Friday, March 29

The campaign for the October presidential elections in Brazil begins with Lula as the favorite


The electoral campaign for the presidential elections on October 2 in Brazil has officially started this Tuesday. Luiz Inácio Lula da Silva continues to lead in the polls, but President Jair Bolsonaro has improved in recent weeks. Lula leads the polls with 44% in intention to vote in the first round, followed by Bolsonaro with 32%, according to the latest ipec survey published on Monday. The third option, represented by the center-left candidate Ciro Gomes, stands at a distant 6% while Simone Tebet’s center-right option does not exceed 2%.

Twelve candidates have registered with the Superior Electoral Court to contest the presidency. None of the other eight reaches 1%, a fact that confirms that it will be a choice between two heavyweights of Brazilian politics. Although Bolsonaro is behind Lula, the current president has managed to reduce the advantage to 12 points.
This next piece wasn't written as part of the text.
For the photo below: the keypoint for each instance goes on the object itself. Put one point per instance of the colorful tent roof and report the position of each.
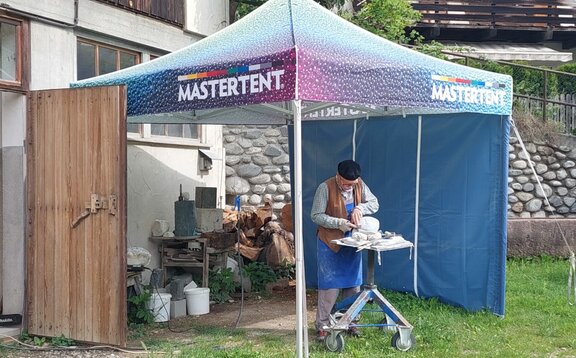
(296, 49)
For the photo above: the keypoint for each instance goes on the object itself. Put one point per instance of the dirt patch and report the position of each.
(273, 311)
(270, 312)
The trend responds to the fact that Bolsonaro has managed to improve the approval ratings of his government. In December, 19% of those interviewed rated the Bolsonaro government as excellent or good. In August, that rate rose to 29%, a difference of 10 percentage points.

Starting this Tuesday, candidates can hold rallies and ask for votes on social networks and written media. Election advertising on radio and television will begin in ten days. For her part, Lula has inaugurated the campaign with a video released at midnight on her social networks in which she asks for the vote to “change the life of the people again”.

Meanwhile, Bolsonaro plans to start his campaign in Juiz de Fora, the city where he was stabbed in 2017. Both Lula and Bolsonaro will have their first campaign events on Tuesday. The candidate of the Workers’ Party (PT) has announced a visit to a factory in the metropolitan area of ​​Sao Paulo, a region where he began to build his political career in the 1980s as a union leader.

Bolsonaro’s campaign

In the last month, the president of Brazil has increased his attacks on the electronic voting system. Bolsonaro has chosen to imitate Donald Trump’s electoral strategy in 2020 and the far-right candidate has repeatedly questioned the transparency of electronic voting in a country where trust in electoral institutions has never been in question.

The technical tests also deny the president. Last Friday, the Superior Electoral Court reported that evaluations of the voting system carried out during the week, including simulations of hacking attacks, found no flaws that could alter this year’s elections.

Among their constituencies they have also reinforced activism to remain in power. In recent weeks they have seen giant posters who contrast Lula with Bolsonaro as “bandit on the loose” with “bandit arrested”, “unarmed people” with “armed people” and “censorship” with “freedom”. A campaign that the Prerogatives, a group that brings together lawyers and jurists, denounced before the Superior Electoral Court as a defamation campaign.

“I am not afraid of losing the election, I am not worried about this. They say that I want to strike, if I wanted to strike, I would not be saying anything, I would let time pass and on the last day I would strike. What we want is transparency”, Bolsonaro defended himself.

The president’s running mate will be, in this election, Army General and former Defense Minister Walter Braga Netto, who in 2018 was appointed by Michel Temer as Comptroller of the State of Rio de Janeiro and in 2020 assumed the position of chief of the Civil House (Ministry of the Presidency), revealing the close relationship between the Armed Forces and the Bolsonaro government.

On September 7, the day Brazil celebrates its 200 years of independence, Bolsonaro has called a demonstration where the Armed Forces will play a leading role. This Monday, during the inauguration of the exhibition on the Bicentennial of Brazil in the Planalto Palace, Bolsonaro said that the demonstration will be “orderly, democratic and with the colors green and yellow.”

Lula’s electoral strategy

The PT candidacy is backed by ten parties, thus representing the largest electoral alliance in a country with a highly fragmented party system. Geraldo Alckimn, Lula’s historical rival, will be the vice-presidential candidate. The formula seeks to create an electoral proposal as broad as possible to compete against Bolsonaro.

Former President Lula has shown in these previous months that his strategy to face the campaign is based on being willing to dialogue with the sectors of the Brazilian center-right, but faithful to the social demands of his electoral bases. Lula has chosen not to erect a speech in revenge or hatred after 580 days behind bars for a conviction that ended up being annulled by the Superior Court of Justice and the political trial that in 2016 ended the government of Dilma Rousseff.

Since then, the former president has achieved victories in the Brazilian courts and currently has no open criminal case against him. Last Friday, Judge Ricardo Leite of the Federal Justice of Brasilia filed a complaint filed in 2017 against Lula for alleged obstruction of justice.